Background:
I was looking at a lot of the voyager spectrograms and listening to their sounds and I was honestly starting to wonder whether or not they had any sort of ambient noise negation applied to them. Usually when a film crew wants to film in a room, they take a bit of "ambient room noise" recording for each of the rooms and surroundings, then use these to make the audio crisp and clear for viewers. By recording this ambient noise, they are basically stripping all white noise from the background and getting crisp audio of something, such as a person speaking (or even to add noise back in to match if they need to rerecord audio).

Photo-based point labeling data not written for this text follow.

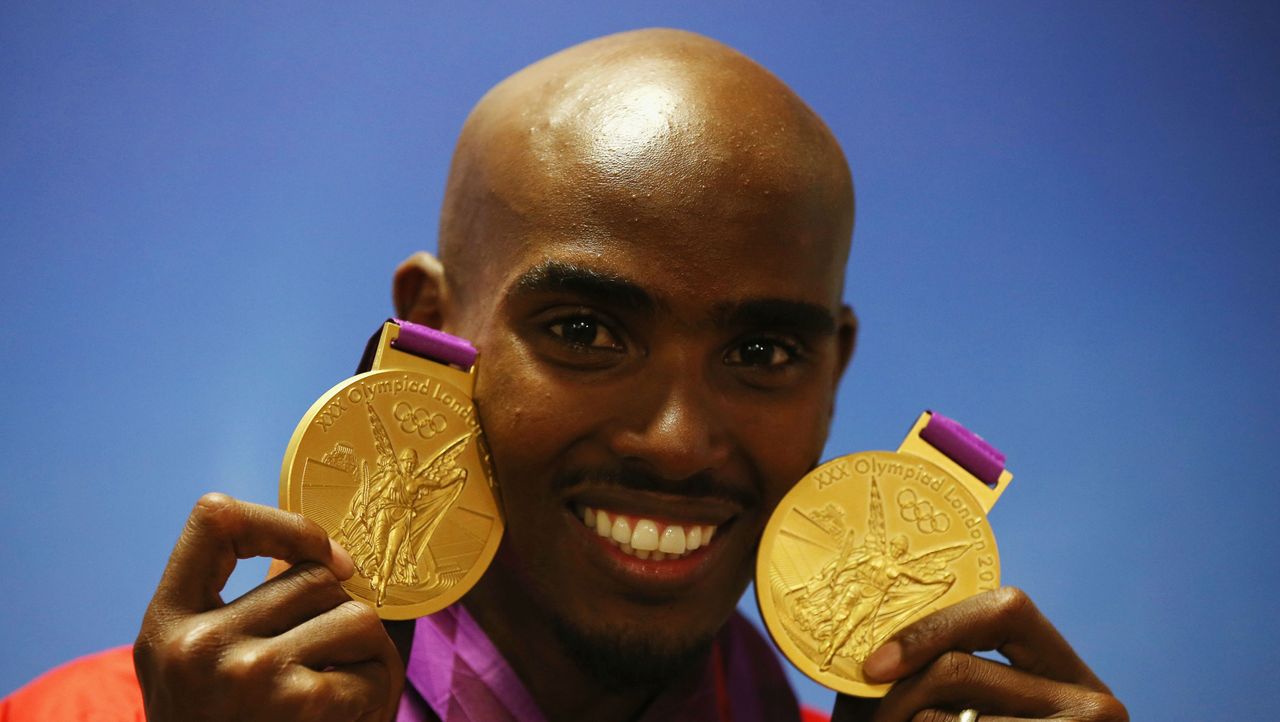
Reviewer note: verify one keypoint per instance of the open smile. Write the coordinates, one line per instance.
(654, 544)
(648, 538)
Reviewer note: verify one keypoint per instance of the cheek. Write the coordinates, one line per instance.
(786, 442)
(529, 420)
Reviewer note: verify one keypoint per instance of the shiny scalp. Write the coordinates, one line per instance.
(640, 126)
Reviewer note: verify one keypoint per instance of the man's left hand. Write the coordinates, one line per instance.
(936, 673)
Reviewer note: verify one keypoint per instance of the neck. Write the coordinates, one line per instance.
(557, 681)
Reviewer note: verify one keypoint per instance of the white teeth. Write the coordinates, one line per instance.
(645, 537)
(694, 538)
(672, 540)
(621, 530)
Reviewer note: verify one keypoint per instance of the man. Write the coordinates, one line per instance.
(645, 237)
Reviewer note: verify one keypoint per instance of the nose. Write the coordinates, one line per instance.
(675, 426)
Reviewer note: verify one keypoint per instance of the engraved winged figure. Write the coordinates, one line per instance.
(396, 510)
(860, 598)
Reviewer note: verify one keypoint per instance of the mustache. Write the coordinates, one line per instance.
(705, 485)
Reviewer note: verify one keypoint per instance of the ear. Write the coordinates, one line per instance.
(419, 291)
(846, 339)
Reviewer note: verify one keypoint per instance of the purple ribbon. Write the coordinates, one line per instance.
(434, 344)
(970, 451)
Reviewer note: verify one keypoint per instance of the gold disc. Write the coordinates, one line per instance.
(862, 547)
(393, 465)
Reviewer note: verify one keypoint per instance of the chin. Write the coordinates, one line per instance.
(632, 654)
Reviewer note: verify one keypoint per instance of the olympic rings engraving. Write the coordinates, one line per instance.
(419, 420)
(920, 512)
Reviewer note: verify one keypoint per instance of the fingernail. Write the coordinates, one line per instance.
(342, 563)
(882, 665)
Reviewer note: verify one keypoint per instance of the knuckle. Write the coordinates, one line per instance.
(302, 691)
(955, 667)
(1013, 603)
(250, 662)
(1105, 707)
(310, 575)
(360, 617)
(191, 641)
(216, 511)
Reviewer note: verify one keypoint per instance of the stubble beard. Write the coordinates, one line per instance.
(617, 658)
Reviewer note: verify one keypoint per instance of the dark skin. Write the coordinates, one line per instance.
(645, 238)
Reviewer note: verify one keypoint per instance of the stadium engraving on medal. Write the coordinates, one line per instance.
(862, 547)
(393, 465)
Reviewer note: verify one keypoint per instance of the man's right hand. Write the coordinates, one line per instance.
(296, 647)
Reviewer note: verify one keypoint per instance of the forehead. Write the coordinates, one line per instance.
(689, 268)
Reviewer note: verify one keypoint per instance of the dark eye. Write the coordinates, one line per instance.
(584, 332)
(760, 352)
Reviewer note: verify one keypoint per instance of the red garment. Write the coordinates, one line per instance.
(97, 688)
(103, 688)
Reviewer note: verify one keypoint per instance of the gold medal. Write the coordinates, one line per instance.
(872, 542)
(393, 465)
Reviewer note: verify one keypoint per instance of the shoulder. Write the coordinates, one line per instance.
(755, 676)
(96, 688)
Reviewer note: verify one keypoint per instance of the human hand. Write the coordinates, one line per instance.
(937, 675)
(296, 647)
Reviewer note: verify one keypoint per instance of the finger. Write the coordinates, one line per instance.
(287, 601)
(348, 634)
(853, 708)
(379, 688)
(1004, 620)
(945, 716)
(222, 530)
(341, 695)
(958, 680)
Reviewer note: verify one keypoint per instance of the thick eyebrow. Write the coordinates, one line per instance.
(782, 314)
(602, 287)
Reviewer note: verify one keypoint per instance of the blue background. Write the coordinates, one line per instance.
(1066, 238)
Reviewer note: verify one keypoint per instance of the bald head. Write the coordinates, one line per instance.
(643, 128)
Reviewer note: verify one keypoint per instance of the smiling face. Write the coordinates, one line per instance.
(652, 270)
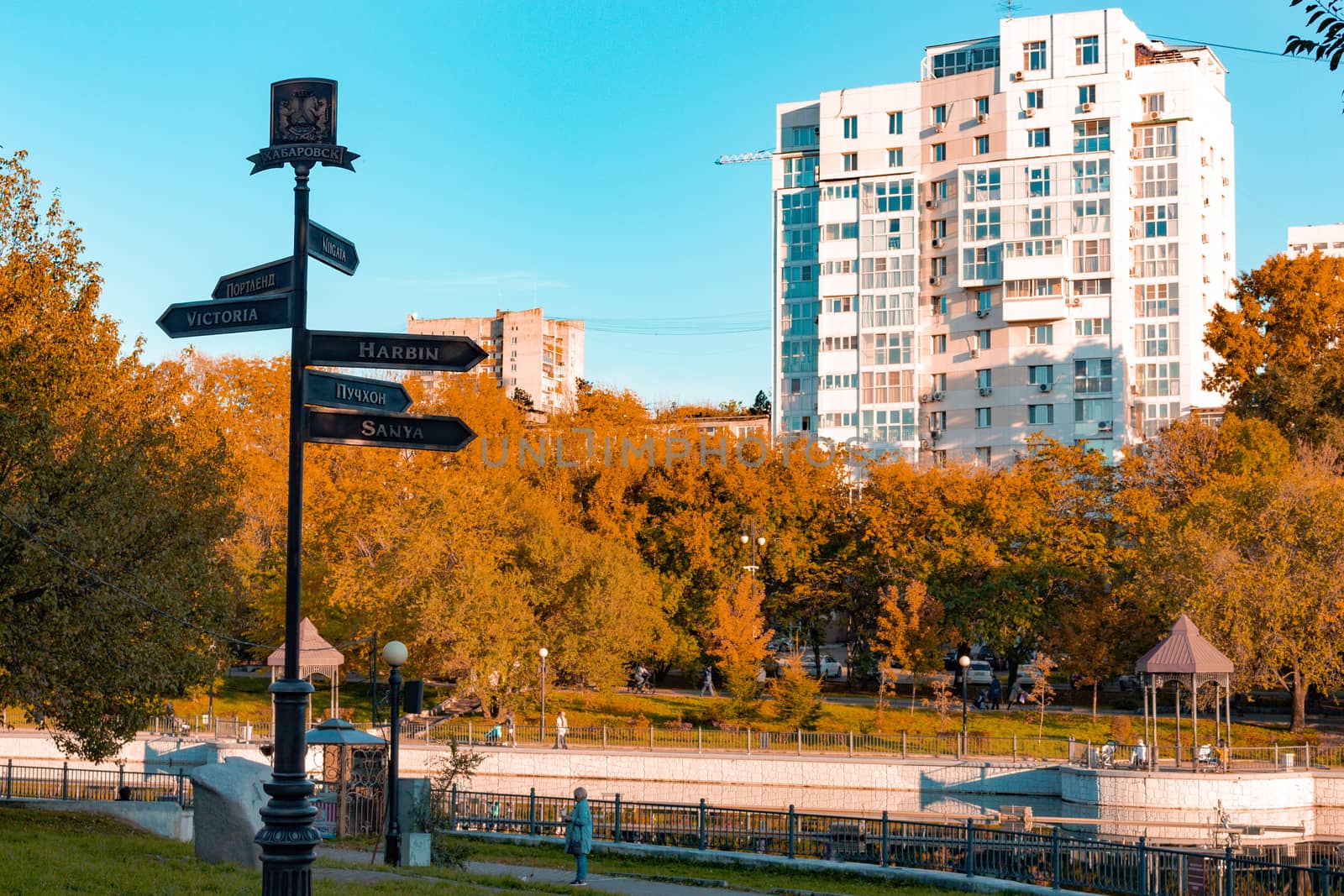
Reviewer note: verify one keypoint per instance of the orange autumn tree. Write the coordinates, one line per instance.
(737, 637)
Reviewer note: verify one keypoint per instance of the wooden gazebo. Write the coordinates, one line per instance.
(1184, 656)
(315, 656)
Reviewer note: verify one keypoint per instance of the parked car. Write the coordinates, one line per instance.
(980, 672)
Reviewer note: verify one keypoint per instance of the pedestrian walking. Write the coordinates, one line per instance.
(578, 836)
(707, 681)
(562, 727)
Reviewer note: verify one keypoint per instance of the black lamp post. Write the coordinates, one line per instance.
(964, 661)
(543, 653)
(396, 656)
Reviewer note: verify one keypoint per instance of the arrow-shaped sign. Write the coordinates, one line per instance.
(331, 249)
(360, 392)
(276, 277)
(410, 352)
(375, 429)
(228, 316)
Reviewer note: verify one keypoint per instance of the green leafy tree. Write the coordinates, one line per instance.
(116, 490)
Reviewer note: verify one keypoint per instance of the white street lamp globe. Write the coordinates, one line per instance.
(394, 653)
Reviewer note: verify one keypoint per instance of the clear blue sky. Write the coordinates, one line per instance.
(522, 154)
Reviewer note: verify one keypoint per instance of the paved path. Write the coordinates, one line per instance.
(622, 884)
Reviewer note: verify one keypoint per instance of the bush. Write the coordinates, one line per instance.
(450, 852)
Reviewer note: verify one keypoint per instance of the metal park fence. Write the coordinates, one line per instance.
(64, 782)
(900, 745)
(976, 851)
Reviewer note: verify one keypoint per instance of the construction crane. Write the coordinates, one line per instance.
(759, 155)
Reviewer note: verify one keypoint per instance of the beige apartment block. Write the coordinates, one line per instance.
(1028, 239)
(1326, 238)
(526, 351)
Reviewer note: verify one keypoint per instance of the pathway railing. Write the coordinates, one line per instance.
(974, 849)
(900, 745)
(66, 782)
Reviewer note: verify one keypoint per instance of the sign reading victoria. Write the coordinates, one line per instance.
(302, 127)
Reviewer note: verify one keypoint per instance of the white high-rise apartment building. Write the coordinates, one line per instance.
(524, 351)
(1027, 239)
(1326, 238)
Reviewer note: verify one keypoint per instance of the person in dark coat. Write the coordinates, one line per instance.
(578, 836)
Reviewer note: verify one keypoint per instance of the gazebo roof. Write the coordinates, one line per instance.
(1184, 652)
(315, 652)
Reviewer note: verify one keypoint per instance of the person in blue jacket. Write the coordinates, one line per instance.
(578, 836)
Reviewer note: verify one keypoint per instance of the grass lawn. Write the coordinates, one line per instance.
(689, 871)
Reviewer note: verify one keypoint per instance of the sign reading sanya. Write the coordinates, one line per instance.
(402, 351)
(331, 249)
(343, 390)
(226, 316)
(374, 429)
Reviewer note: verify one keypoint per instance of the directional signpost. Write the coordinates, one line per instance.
(333, 249)
(387, 430)
(228, 316)
(402, 351)
(276, 277)
(342, 390)
(333, 409)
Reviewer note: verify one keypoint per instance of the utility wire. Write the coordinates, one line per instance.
(57, 553)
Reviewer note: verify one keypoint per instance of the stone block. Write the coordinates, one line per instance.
(228, 799)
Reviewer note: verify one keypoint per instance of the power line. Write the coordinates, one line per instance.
(1227, 46)
(57, 553)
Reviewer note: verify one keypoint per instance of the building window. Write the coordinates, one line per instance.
(1092, 255)
(1092, 327)
(1092, 136)
(1086, 50)
(1034, 55)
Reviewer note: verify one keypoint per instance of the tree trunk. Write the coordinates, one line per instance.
(1299, 705)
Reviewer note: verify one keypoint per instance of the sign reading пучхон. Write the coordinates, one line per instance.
(302, 127)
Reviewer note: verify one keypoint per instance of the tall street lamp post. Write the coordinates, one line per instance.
(543, 653)
(396, 656)
(964, 661)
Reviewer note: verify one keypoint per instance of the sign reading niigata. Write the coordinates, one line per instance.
(375, 429)
(402, 351)
(331, 249)
(226, 316)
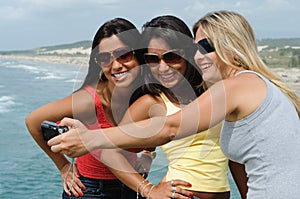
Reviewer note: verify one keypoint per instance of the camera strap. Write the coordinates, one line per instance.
(71, 167)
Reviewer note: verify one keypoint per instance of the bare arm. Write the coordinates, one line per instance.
(240, 177)
(55, 111)
(206, 111)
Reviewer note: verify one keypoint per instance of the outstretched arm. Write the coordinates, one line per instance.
(206, 111)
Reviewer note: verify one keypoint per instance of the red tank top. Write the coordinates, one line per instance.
(89, 165)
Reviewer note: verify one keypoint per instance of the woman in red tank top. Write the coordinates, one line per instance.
(113, 73)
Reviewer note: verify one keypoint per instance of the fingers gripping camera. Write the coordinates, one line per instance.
(51, 129)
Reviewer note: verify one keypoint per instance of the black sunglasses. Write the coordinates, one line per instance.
(173, 56)
(122, 55)
(205, 46)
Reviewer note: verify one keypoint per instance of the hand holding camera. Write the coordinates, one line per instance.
(51, 129)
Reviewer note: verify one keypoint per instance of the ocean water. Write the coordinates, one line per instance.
(25, 170)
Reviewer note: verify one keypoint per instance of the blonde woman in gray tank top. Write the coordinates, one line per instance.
(260, 114)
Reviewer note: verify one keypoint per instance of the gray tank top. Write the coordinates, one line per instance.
(267, 142)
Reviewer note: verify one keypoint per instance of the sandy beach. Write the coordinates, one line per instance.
(290, 75)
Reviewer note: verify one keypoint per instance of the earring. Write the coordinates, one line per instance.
(100, 75)
(237, 62)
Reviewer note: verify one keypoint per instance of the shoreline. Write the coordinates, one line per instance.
(290, 75)
(51, 59)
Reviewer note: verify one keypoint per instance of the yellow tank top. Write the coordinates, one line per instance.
(197, 159)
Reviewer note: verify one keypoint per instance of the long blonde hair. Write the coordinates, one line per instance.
(235, 44)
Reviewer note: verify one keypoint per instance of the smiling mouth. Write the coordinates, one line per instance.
(205, 66)
(120, 76)
(167, 77)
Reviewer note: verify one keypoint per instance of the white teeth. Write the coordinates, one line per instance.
(205, 66)
(167, 76)
(119, 75)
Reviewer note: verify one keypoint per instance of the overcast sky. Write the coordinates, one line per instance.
(27, 24)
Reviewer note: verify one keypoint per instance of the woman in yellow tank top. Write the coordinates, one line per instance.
(173, 81)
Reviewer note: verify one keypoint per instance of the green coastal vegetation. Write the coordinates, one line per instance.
(283, 53)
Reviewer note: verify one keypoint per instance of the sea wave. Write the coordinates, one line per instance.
(29, 68)
(6, 103)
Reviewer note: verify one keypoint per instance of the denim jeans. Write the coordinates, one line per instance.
(103, 189)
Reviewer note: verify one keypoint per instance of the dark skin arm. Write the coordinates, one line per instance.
(240, 177)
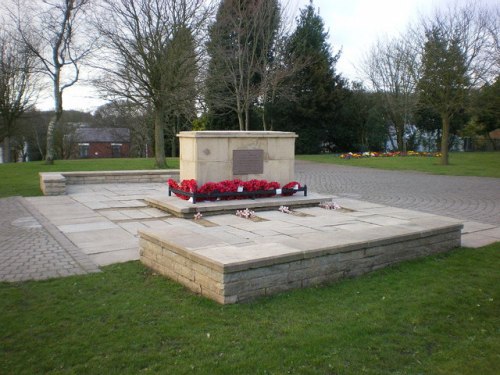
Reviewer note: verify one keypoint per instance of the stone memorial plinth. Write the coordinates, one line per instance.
(212, 156)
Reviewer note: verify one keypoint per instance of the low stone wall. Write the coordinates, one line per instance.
(54, 183)
(226, 283)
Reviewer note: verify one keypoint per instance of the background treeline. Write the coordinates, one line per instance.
(167, 66)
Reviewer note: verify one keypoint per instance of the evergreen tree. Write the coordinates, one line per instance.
(444, 81)
(240, 45)
(316, 89)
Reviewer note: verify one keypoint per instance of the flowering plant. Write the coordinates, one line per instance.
(369, 154)
(221, 190)
(294, 185)
(246, 213)
(285, 210)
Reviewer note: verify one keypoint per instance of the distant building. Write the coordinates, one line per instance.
(101, 143)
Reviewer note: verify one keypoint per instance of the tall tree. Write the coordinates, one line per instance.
(17, 87)
(149, 48)
(391, 68)
(444, 81)
(53, 32)
(460, 53)
(240, 48)
(316, 87)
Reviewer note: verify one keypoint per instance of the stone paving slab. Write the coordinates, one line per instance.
(28, 250)
(31, 248)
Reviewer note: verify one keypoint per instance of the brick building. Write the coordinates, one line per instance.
(102, 143)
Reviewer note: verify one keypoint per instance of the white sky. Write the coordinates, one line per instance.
(353, 25)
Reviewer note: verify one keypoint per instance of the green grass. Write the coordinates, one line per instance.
(482, 164)
(22, 178)
(438, 315)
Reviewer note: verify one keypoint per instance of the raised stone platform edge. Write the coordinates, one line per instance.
(233, 282)
(54, 183)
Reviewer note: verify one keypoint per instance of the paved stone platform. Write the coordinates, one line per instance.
(231, 259)
(31, 248)
(100, 222)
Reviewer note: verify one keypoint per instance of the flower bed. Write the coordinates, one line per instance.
(351, 155)
(231, 189)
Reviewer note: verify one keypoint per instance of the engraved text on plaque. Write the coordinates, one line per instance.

If you look at this example spectrogram, you can actually see noise patterns (that are not random) which is usually the result of some mechanical ambient process. I'm guessing some of the mechanical noise from the probe could also be removed. A good example of a repeated pattern I think is coming from the probe would be:
that 7 band beep of increasing density, this is an example of the ambient mechanical noise I was intending to describe, same with the constant 2.3kHz uniform band.I was wondering if Voyager 1 or 2 actually implemented any of these methodologies (I'm assuming no because you can hear beeping, machines whirring, parts moving, etc). It would be cool to get the ambient mechanical noise recordings from its time in a vacuum and use these to isolate the real sounds of the planets without the sounds of the probe itself.
The main question:
Did voyager also record in the vacuum and send data back to Earth?
Did any of this data get publicly published?